Valencia: La paraeta dels Sants. Monumentos de Jueves Santo en miniatura.









 

 "La paraeta dels sants", de Antoni Cidón, publicado en el Almanaque de Las Provincias para 1907.






    Hoy es Jueves Santo.
   Era, al parecer, costumbre en Valencia, y quizás en otras ciudades, colocar Monumentos de Jueves Santo en miniatura en las casas, a semejanza de los que se instalan en las iglesias. Las figuras y demás elementos se vendían el Domingo de Ramos en una feria situada en los alrededores de la Catedral (y en la Paraeta dels Sants, junto a la Lonja, hasta el Jueves Santo).
   Es una tradición poco conocida, de la que por ahora no hemos encontrado apenas documentación. Pero en estos versos de Antoni Cidón, publicados en 1906, queda bien claro que era una costumbre arraigada en Valencia, al menos a mediados del siglo XIX, y que en el momento de escribir el poema ya se encontraba en cierta decadencia.

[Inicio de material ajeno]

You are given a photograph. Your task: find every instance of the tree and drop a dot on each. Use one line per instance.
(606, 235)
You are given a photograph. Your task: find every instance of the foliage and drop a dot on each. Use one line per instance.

Un poema que comienza con notas de humor, pero que acaba con la tristeza de la nostalgia del tiempo pasado y de los recuerdos de una infancia ya lejana.
   Por otra parte, sí es conocida la existencia de urnas, y urnas - sepulcro con el Cristo Yacente en miniatura, de terracota o barro, e incluso en talla de madera, y objetos litúrgicos en miniatura, como candelabros, o pequeños altares, que debieron utilizarse para instalar estos Monumentos caseros.
   Teníamos algunas referencias familiares a esta tradición, pero estos versos son la única descripción escrita que hemos visto. Es un tema que nos interesa particularmente, así que procuraremos encontrar más datos, sobre todo porque es una costumbre que parece completamente olvidada.
   En cualquier caso, el texto de Antoni Cidón habla por sí sólo.





   Antoni de Cidón Navarro, entre otras cosas, dirigió el semanario El Carranch (1895) y escribió poesía y obras de teatro en valenciano. Fué secretario general de Lo Rat Penat y presidente de su Comisión de Teatro a principios del S. XX.